Strikes were made early this year at the Dalit field off Hadera, south of Haifa by a consortium headed by Noble Energy, a U.S. company with headquarters in Houston, which is working with three Israeli firms.

Tamar, 50 miles east of Haifa, was found in 2009. Last week Nobel raised its original estimate of the field's size by 33 percent to 8.4 trillion cubic feet of gas.

But then came the discovery of Leviathan, double the size of Tamar at an estimated 16 trillion cubic feet of gas, further off the coast.

Nobel said that total offshore reserves could top 30 trillion cubic feet, double Britain's giant gas fields in the North Sea, with a conservative value of some $300 billion. Nobel is moving a drilling platform from the Gulf of Mexico to step up exploration.

Gas production is to begin in 2012. Israel is planning to build a liquefied natural gas plant near Haifa but it probably won't go online until 2015.

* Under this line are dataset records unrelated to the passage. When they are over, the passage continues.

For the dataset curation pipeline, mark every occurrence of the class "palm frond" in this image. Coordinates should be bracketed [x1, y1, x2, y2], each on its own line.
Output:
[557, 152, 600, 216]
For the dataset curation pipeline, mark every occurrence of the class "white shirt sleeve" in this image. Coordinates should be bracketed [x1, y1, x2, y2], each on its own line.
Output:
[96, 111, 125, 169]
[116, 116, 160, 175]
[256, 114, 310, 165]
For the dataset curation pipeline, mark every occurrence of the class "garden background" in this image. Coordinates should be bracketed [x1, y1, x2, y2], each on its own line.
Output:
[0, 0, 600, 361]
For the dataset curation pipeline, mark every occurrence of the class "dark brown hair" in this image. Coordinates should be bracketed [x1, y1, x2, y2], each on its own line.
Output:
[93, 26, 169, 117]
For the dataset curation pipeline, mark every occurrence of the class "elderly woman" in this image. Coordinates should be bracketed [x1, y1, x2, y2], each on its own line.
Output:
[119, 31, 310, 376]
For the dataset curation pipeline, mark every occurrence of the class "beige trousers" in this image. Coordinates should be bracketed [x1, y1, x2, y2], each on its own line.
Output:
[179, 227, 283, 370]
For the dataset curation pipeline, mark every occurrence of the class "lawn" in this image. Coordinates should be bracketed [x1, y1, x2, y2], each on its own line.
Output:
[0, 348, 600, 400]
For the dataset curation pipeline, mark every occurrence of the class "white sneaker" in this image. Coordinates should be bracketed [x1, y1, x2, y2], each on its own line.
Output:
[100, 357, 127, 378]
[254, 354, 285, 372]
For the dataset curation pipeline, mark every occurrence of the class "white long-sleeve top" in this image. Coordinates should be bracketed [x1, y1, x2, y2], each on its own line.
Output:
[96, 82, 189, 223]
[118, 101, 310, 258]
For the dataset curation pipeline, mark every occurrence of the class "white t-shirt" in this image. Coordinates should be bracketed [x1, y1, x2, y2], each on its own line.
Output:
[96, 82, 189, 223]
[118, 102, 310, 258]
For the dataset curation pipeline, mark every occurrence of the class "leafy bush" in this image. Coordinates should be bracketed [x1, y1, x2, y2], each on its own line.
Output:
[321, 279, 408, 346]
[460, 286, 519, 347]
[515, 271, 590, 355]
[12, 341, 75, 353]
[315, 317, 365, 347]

The gas finds, particularly Leviathan, which may turn out to be even bigger, are "nothing short of a geopolitical gamechanger," Gal Luft, executive director of the U.S.-based Institute for the Analysis of Global Security, wrote in Haaretz Sunday.

"Altogether the basin the eastern Mediterranean … could contain an amount of gas equivalent to one-fifth of U.S. natural gas reserves."